I’m at the beginning of the end where “The King’s Sons,” the last book in my first trilogy, is concerned. I’m revising/editing my little heart out for the fourth time with the text, and the draft is out to beta readers. Through the trilogy as a whole, I’ve watched my characters grow over twenty-five years (their time) and seven (mine), and while I really can’t wait to get the novel out to the public later this year–perhaps August or September–it’s also a sad thought to say goodbye to the characters I’ve really come to care about.
MY CHARACTERS ARE LIKE REAL PEOPLE TO ME
It’s such an odd relationship, that of author and character. I can say without any hesitation, my characters are like real people to me. I think about them as if they really existed. Maybe that makes me crazy. But if that’s the case, every writer’s crazy. (We probably are, come to think of it, but hey, that’s crazy in a good way.)
My characters are almost like my kids, if I had kids and those kids knew better than I did what they needed. The number of times I have fought with my characters about what I thought they should do, when they knew all along what was right…. I’ve only had success as a writer when I learned, after my first novel, to give up the control and let my characters do their own thing. They must act how they deem they should. Even if it’s a mistake for them, it’s the right move for the novel, and it’s what needs to happen for my stories to be “real.” To strike any chord of being believable.
I always love it when people think I as the writer am in control…. I’m totally not. I guess I could choose to be, but when I’ve done that, I’ve forced my characters to be wooden and stiff; they became puppets doing what I made them instead of the breathing, functioning people directing their own lives that they should be. Like any parent in real life, the time comes when you’ve got to step back and let your darlings be their own people.

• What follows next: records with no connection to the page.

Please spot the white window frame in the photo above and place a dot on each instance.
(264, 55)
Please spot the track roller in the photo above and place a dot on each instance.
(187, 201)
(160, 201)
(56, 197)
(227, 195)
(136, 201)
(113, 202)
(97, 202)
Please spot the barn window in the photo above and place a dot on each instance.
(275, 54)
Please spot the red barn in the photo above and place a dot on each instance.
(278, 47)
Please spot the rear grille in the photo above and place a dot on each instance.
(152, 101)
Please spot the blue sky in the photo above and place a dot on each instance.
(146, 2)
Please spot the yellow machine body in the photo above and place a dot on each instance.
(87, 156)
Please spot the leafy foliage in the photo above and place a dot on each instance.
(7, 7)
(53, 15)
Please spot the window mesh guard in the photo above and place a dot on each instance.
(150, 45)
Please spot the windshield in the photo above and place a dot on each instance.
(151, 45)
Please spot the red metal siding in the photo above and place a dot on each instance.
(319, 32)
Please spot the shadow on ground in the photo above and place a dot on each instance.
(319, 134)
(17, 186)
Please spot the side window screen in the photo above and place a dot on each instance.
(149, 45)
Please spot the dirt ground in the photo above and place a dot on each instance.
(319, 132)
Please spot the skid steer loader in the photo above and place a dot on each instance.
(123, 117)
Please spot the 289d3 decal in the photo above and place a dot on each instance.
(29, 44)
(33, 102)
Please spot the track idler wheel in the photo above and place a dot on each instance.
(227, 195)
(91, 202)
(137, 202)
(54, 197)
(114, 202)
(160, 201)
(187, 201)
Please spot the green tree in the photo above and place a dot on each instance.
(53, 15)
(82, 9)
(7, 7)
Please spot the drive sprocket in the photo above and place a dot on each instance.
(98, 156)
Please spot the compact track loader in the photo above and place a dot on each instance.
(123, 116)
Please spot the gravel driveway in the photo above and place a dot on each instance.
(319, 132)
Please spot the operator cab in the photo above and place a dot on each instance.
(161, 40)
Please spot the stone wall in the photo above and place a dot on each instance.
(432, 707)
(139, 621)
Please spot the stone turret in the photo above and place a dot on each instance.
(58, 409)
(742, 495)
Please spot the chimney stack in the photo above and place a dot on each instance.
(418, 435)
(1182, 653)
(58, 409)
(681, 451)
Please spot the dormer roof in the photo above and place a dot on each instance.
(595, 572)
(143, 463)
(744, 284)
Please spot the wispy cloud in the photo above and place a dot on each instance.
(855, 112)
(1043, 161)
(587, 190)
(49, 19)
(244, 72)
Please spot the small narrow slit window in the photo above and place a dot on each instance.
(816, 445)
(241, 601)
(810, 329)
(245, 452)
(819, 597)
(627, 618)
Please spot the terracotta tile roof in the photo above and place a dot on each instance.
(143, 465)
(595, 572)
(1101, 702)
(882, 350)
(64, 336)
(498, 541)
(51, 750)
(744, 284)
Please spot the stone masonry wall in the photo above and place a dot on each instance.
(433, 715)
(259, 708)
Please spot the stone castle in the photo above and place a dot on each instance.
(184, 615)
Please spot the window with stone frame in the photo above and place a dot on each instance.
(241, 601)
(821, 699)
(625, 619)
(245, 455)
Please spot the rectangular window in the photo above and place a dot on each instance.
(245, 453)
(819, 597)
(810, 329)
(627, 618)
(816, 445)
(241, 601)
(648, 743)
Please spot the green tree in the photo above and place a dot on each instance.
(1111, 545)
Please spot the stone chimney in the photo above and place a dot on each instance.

“How did you come up with that?”
I’ve been asked before, “How did you think to write that? To end your novel that way? How do you figure out what’s going to happen?” I can’t really take the credit for myself…. All the best moments in my fiction (or at least, my favorites) I didn’t envision happening as they did. Most of them threw me for a loop and really upset me. When it came time to write what I wanted, I’d realize my characters had developed as people to a point that I just couldn’t see them making the choices I’d foreseen. They would do something different, and that something different was always so much more interesting, so much deeper, than what I on my own had planned.
I feel like I say this a lot, but it’s worth repeating: it’s all about the characters. I give them the credit. And I will miss them so much!!!